Hartz IV
Neue Diskussion um den Regelsatz
Reichen 347 Euro im Monat, um würdig am gesellschaftlichen Leben teilnehmen zu können? Wer den Hartz-IV-Regelsatz erhält, dürfte diese Frage eindeutig verneinen - und das nicht erst, seitdem die Preise für Milch gestiegen sind. Eben dieser Preisanstieg war für den thüringischen Ministerpräsidenten Dieter Althaus (CDU) Anlass, vorzuschlagen, den Regelsatz an die Inflationsrate anzupassen.
Zustimmung dafür kommt vom bayerischen Ministerpräsidenten Edmund Stoiber (CSU) und dessen saarländischem Kollegen Peter Müller (CDU). And auch der CDU-Generalsekretär Ronald Pofalla kann sich eine Anhebung der Sätze vorstellen, falls die Überprüfung des Preisindex diese Notwendigkeit ergibt. Unions-Fraktionschef Volker Kauder dagegen meint, "dass das geltende System der Anpassung richtig und ausreichend ist".

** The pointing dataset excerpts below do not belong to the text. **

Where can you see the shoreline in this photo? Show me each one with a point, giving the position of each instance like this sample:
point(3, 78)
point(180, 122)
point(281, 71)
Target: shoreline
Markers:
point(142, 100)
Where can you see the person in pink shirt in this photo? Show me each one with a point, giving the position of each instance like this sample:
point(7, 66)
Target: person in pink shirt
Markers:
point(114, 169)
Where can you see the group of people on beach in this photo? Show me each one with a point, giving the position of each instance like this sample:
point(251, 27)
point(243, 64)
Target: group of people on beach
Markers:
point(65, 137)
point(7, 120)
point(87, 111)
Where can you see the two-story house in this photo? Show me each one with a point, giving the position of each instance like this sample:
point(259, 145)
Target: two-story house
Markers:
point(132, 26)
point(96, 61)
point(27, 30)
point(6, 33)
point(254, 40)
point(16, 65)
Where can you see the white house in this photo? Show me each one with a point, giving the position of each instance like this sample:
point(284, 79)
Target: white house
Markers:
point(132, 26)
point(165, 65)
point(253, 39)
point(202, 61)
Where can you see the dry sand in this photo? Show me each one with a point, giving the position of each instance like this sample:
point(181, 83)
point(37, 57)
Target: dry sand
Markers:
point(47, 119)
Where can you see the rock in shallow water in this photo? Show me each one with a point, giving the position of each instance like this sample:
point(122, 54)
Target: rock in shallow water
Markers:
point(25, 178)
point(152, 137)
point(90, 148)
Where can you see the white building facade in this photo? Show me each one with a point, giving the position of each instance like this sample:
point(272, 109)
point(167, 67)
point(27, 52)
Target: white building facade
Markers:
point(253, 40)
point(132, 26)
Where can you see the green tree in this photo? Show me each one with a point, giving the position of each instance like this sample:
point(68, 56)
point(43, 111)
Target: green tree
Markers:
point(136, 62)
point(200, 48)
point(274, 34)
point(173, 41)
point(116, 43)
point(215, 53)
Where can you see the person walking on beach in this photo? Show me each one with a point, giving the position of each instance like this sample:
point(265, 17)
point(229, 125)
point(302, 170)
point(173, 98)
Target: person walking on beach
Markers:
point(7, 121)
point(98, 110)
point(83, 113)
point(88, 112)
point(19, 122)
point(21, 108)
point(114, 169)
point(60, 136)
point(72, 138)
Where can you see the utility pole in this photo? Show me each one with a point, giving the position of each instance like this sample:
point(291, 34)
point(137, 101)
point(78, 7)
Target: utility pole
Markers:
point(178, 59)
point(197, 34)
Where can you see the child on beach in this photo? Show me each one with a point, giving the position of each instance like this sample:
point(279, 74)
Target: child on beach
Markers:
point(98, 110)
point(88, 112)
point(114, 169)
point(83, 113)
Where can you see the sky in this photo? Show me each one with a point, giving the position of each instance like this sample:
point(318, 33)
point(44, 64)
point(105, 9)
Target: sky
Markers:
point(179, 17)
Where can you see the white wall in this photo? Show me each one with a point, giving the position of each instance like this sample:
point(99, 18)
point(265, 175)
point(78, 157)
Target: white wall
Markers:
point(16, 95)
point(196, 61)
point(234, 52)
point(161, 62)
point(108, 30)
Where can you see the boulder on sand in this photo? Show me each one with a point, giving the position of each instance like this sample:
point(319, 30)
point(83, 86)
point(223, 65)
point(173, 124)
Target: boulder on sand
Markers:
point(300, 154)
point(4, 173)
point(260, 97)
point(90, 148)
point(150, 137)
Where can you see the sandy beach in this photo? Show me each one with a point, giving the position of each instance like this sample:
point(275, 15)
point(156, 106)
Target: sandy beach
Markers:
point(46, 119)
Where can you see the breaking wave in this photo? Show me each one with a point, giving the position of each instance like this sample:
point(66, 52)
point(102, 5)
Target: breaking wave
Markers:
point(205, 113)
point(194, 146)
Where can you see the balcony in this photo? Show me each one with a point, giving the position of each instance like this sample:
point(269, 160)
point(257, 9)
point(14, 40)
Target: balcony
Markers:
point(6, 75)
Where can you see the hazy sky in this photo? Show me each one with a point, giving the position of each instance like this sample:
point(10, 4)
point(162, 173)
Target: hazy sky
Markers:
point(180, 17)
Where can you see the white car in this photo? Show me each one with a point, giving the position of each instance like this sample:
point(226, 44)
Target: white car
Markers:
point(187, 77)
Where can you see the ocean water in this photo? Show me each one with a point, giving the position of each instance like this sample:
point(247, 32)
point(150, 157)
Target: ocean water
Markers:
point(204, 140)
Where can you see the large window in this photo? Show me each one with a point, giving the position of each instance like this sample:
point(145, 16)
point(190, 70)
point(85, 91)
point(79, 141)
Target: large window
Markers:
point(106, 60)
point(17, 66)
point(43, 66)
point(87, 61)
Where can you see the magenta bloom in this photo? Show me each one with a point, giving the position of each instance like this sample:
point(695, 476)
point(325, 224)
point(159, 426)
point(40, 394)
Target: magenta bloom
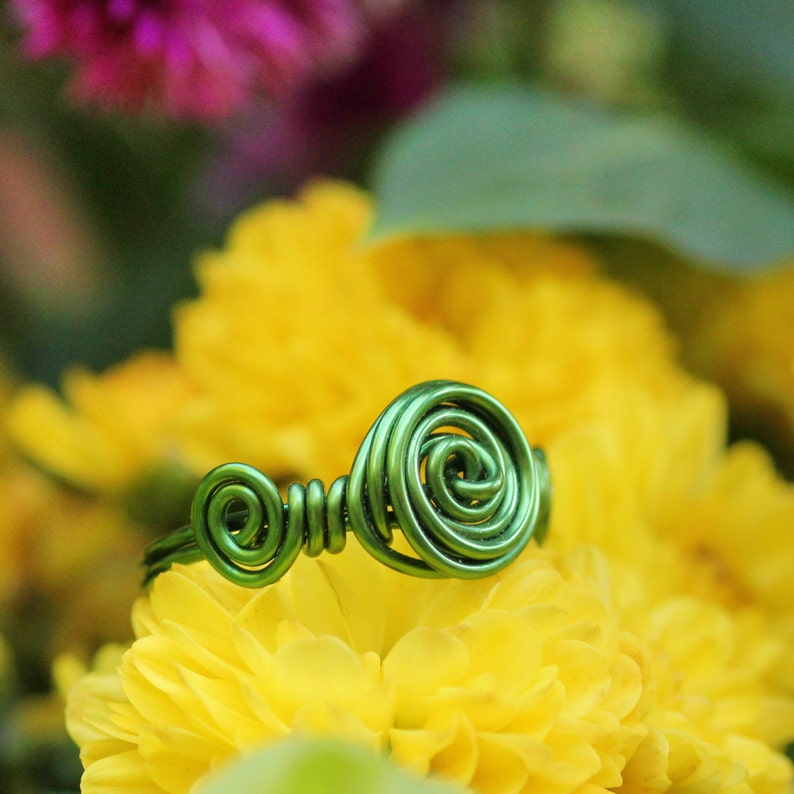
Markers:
point(199, 59)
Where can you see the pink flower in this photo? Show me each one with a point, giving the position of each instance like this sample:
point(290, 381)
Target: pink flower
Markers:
point(194, 59)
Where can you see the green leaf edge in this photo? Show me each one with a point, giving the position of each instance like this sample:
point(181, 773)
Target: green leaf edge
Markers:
point(411, 201)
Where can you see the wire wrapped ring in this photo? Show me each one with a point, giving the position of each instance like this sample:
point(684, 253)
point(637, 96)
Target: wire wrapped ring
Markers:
point(445, 463)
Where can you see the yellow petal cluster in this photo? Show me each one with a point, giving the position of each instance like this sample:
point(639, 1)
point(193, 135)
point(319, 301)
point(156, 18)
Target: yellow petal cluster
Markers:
point(518, 683)
point(657, 663)
point(112, 428)
point(69, 564)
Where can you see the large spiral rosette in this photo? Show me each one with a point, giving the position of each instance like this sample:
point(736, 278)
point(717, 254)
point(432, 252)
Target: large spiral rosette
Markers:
point(445, 464)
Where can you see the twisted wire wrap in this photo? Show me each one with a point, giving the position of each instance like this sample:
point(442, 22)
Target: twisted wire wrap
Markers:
point(445, 463)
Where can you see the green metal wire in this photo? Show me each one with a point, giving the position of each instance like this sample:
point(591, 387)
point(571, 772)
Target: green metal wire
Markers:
point(445, 464)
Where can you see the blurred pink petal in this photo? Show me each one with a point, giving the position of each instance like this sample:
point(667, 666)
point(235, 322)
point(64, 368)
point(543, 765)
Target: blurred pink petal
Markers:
point(193, 59)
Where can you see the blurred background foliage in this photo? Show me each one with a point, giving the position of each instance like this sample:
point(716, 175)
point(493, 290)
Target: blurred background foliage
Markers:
point(101, 212)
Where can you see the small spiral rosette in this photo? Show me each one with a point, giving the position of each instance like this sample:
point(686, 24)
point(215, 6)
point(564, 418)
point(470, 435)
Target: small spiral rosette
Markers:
point(445, 464)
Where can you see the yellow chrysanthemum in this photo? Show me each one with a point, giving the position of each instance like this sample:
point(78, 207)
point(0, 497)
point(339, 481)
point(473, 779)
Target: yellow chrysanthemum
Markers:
point(518, 683)
point(69, 563)
point(300, 337)
point(116, 426)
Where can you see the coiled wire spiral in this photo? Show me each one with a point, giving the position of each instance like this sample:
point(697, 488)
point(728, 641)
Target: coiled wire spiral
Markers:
point(445, 463)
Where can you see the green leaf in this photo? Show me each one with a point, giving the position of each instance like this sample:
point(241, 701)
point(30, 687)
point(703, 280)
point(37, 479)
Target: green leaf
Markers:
point(318, 766)
point(489, 158)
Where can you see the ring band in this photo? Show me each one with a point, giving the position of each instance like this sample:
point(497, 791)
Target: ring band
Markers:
point(445, 464)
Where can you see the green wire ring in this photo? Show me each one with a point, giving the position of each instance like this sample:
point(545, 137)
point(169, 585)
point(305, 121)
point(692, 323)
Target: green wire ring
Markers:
point(445, 463)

Arbeitsminister Franz Müntefering (SPD) hat nun eine Erhöhung von Hartz IV an die Einführung eines Mindestlohnes gekoppelt. Damit hat er ein Thema wieder belebt, mit dessen Durchsetzung die SPD erst vor kurzem in der Koalition gescheitert war. Müntefering argumentiert, das Geld für einen höheren Hartz-IV-Regelsatz müsse irgendwo her kommen, der Bundeshaushalt dürfe aber nicht zusätzlich belastet werden.
Da derzeit 600.000 Menschen trotz Vollzeitstelle Hartz IV als aufstockende Leistung bekämen, müssten Mindestlöhne ein ausreichendes Einkommen sichern. Damit wäre dann Geld für einen erhöhten Regelsatz frei. Hartzkosten und Mindestlohn gehörten "originär zusammen". Müntefering kündigte an, die Regelsätze zu prüfen. Das Ergebnis werde dem Bundeskabinett im November zur Entscheidung vorgelegt.
Doch die Union will auf keinen Fall über den Mindestlohn reden. Bundeskanzlerin Angela Merkel ließ ausrichten, dass sie die Überprüfung des Regelsatzes begrüße, aber keinen "unmittelbaren kausalen Zusammenhang" mit dem Mindestlohn sehe.
Der Fraktionschef der Linkspartei, Oskar Lafontaine, warf Müntefering "ein falsches Spiel" vor. Dessen Kopplung von Hartz-IV-Erhöhung und Mindestlohn-Einführung führe "in der aktuellen Regierungskonstellation dazu, dass aus beidem nichts wird".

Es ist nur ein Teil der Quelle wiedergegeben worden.